Weary and hungry, I continue on my way. I want to stop and rest, but I can’t without worrying about the dangers that I may encounter. I can’t have any berries because each one could be deadly. Hunting’s out of the question, too. If I were to hunt, I would surely encounter other predators, and the prey is too hard to catch anyway, sent skittering at the thought there may be danger. I don’t even see any insects in this wretched place. I’m beginning to lose hope that I’ll ever get out, or that the forest even has an end. The only thing that keeps me walking is the hope that I’ll at least make it out of the forest.

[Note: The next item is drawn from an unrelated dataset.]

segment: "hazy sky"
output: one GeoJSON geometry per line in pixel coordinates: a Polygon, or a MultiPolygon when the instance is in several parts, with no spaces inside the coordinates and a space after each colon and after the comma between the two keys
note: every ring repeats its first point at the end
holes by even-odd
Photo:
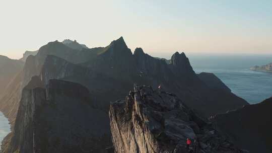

The only noise I hear is the sound of owls and of the leaves crunching below me. All I see in the ever-dark forest are the plants. The path is all but gone now, and I have to forge my way through the undergrowth. Barely registering the steps, I continue to trudge on. All I can do to keep myself from giving up is imagining getting out of the forest, finding my mother. I know it won’t happen, but I let myself imagine it because it’s the only hope I have left. I let out a gasp as I see the faint light shining ahead of me. I Begin to move with more energy, seeing the light grow closer and closer with each step. As I emerge into the light of day only one thought registers in my mind. “I’m Out.” I whisper as I take in the bright sky and vast meadow that spreads out in front of me as far as I can see. “I’m Safe.”
tl;dr: crappy essay that fails miserably.